Table 2 assumes that the two are not related in parent-child relationship

Thus, assuming that the two are in a paternity relationship, the AA + AA sites in RT0281F were selected, and after contamination of these sites in RT0281C, the homozygous heterozygous ratio was 1:1, heterozygosity and ratio 0.5. Since the mutation rate of the selected binary SNP site is about 50%, and in practical cases, the mutation rate of each SNP site fluctuates up and down (e.g. 0.48, 0.55), specifically to a certain family, the expectation value of the paternity heterozygosity ratio needs to be recalculated, and the family is 0.47.

The above description is only for the purpose of illustrating the preferred embodiments of the present invention and is not to be construed as limiting the invention, and any modifications, equivalents, improvements and the like that fall within the spirit and principle of the present invention are intended to be included therein.

Claims

1. A method for processing biological information for paternity testing of a contaminated sample, the method comprising the steps of:

2. The method for processing bioinformation on the paternity test of contaminated samples according to claim 1, characterized in that in step (1), the number of the polymorphic SNP sites with mutation rate of 0.4-0.6 is more than 200, and the number of the polymorphic SNP sites is sequenced.

3. The method of claim 2, wherein the sequencing method of the second generation sequencing technology comprises:

s1011: constructing a probe;

s1012: extracting DNA in a sample;

s1013: a library of building blocks;

4. The method of claim 2, wherein the determining whether one sample is contaminated by another sample comprises: comparing the measured sequences with a human reference genome, calculating the sequencing depth of A and a of each sample at each SNP locus, drawing typing graphs of the two samples according to the wild type proportion and the sequencing depth of each locus, and judging whether the samples are polluted or not according to the typing graphs; if one sample is contaminated, the other sample is not contaminated; and calculating the correlation between the two samples, and if the correlation is high, judging that one sample is polluted by the other sample.

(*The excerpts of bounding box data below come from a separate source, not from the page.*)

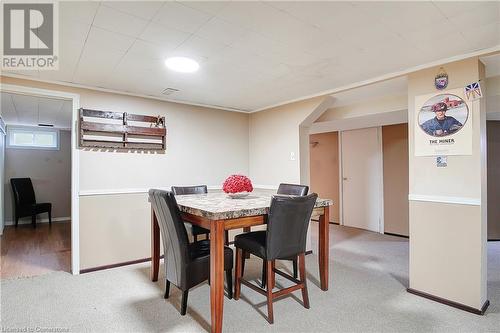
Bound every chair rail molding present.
[408,193,481,206]
[79,185,278,197]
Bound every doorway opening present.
[0,85,79,279]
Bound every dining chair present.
[234,193,318,324]
[10,178,52,228]
[149,189,233,316]
[252,183,309,288]
[172,185,229,246]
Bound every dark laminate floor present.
[0,221,71,279]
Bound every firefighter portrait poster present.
[414,89,472,156]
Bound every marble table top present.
[175,193,333,220]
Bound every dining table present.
[151,193,333,333]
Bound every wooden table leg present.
[210,220,224,333]
[318,207,330,291]
[150,208,160,282]
[243,227,252,259]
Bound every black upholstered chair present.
[149,189,233,315]
[276,183,309,196]
[250,183,309,288]
[172,185,229,245]
[234,193,318,324]
[10,178,52,227]
[274,183,309,278]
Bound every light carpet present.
[1,226,500,332]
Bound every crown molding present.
[249,44,500,113]
[1,73,250,113]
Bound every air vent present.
[161,88,179,96]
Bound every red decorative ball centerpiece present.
[222,175,253,198]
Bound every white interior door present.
[0,117,5,235]
[342,127,383,232]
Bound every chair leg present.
[163,279,170,299]
[226,269,233,299]
[241,250,247,276]
[299,253,309,309]
[181,289,189,316]
[234,248,243,300]
[260,260,267,289]
[266,260,274,324]
[292,258,299,278]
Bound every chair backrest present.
[266,193,318,260]
[149,189,190,287]
[277,183,309,196]
[10,178,36,206]
[172,185,208,195]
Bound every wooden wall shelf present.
[80,108,167,150]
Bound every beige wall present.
[249,98,324,186]
[309,132,340,223]
[487,121,500,240]
[382,124,409,236]
[2,77,249,269]
[316,95,408,122]
[4,131,71,222]
[0,122,5,235]
[408,58,486,309]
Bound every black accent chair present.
[234,193,318,324]
[10,178,52,228]
[250,183,309,288]
[149,189,233,316]
[172,185,229,245]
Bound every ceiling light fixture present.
[165,57,200,73]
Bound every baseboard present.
[406,288,490,316]
[80,255,163,274]
[5,216,71,225]
[311,219,340,225]
[384,232,410,238]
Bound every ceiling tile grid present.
[3,1,500,111]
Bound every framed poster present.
[414,89,472,156]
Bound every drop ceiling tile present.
[354,2,446,32]
[154,2,213,33]
[266,1,300,11]
[432,1,485,18]
[40,42,83,82]
[92,6,148,37]
[85,26,134,53]
[59,16,91,49]
[140,23,190,48]
[449,1,500,30]
[173,36,227,62]
[462,22,500,50]
[59,1,99,26]
[102,1,164,20]
[38,98,65,127]
[128,39,175,62]
[196,17,248,45]
[12,94,38,125]
[0,92,18,124]
[73,46,125,87]
[182,1,229,15]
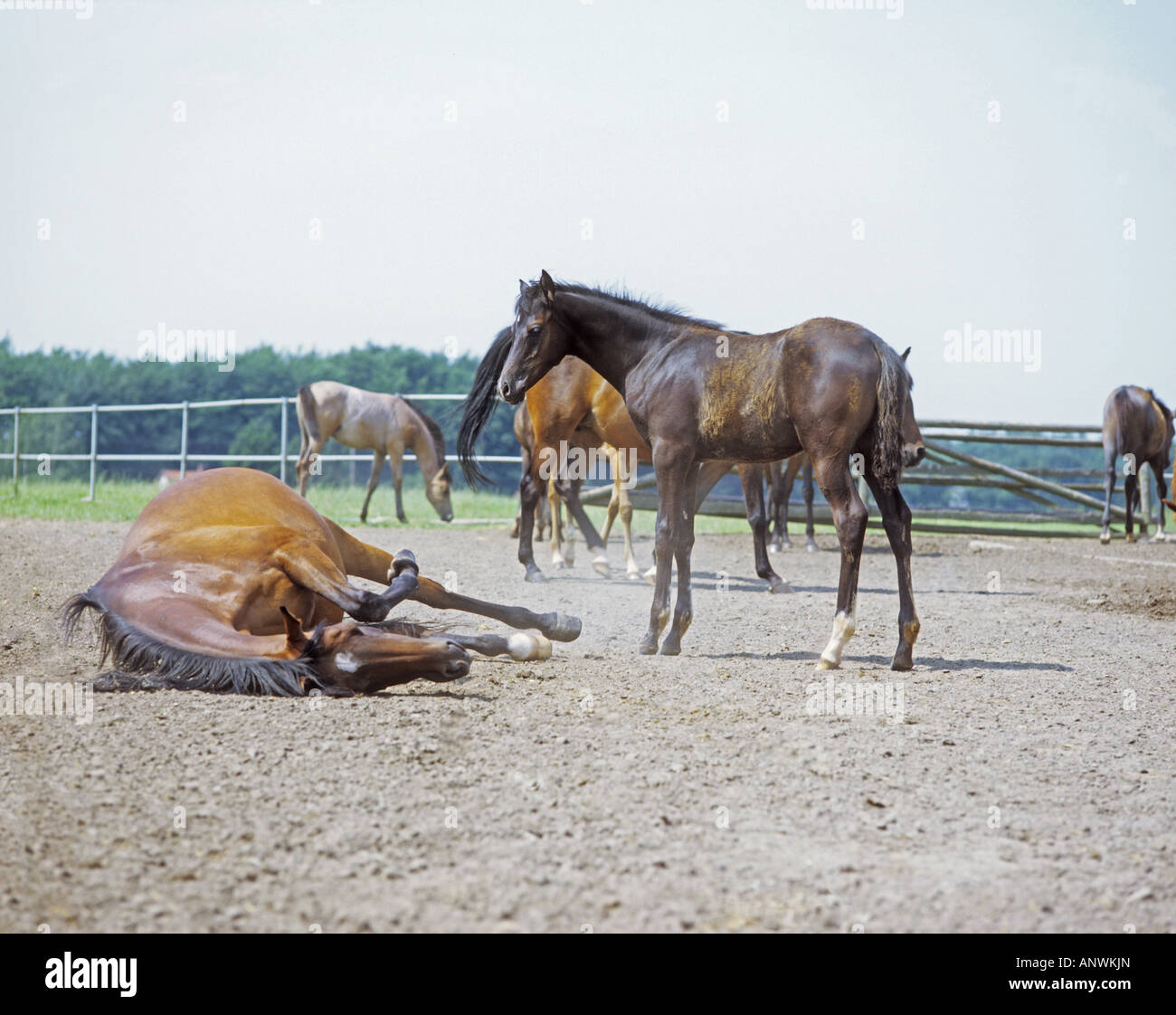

5. The method of claim 4, wherein the determining whether the sample is contaminated according to the typing map comprises:

drawing a typing map by taking the sequencing depth of the SNP locus as an abscissa and the wild type proportion of the SNP locus as an ordinate, taking a typing map in which points at the ordinate 0 and 1 are not dispersed as a typing map G of a clean sample, taking a typing map in which the ordinate is uniformly distributed from 0 to 1 as a typing map Y of a severely polluted sample, and taking a typing map in which the points at the ordinate 0 and 1 are more dispersed and are not overlapped with points near the ordinate 0.5 as a typing map L of a slightly polluted sample; if the typing map of the sample is Y, the sample is polluted; if the typing pattern of the sample is G or L, the sample is uncontaminated.

6. The method of claim 5, wherein M is obtained by correcting homozygote for at least 85% or less of the sites where A is present, or at least 15% of the sites where A is present, in step S102.

7. The method of claim 4, wherein if the correlation between the two samples is greater than 0.7, the correlation between the two samples is determined to be high.

8. The method of claim 1, wherein in step S103, only the sites where the proportion of A is 100% or 0% are designated as homozygotes, and the other sites are designated as heterozygotes.

9. The method as claimed in claim 2, wherein the step S104 comprises: f0 and F1 are obtained by calculation according to the frequency p of the wild type locus and the frequency q of the mutant type locus of the M homozygote SNP loci in the population and the Mendelian genetic law.

10. The method of claim 1, wherein the degree of deviation of F from F0 and F1 is judged by chi-square test in step S105, and no significant difference is considered when p is less than 0.05.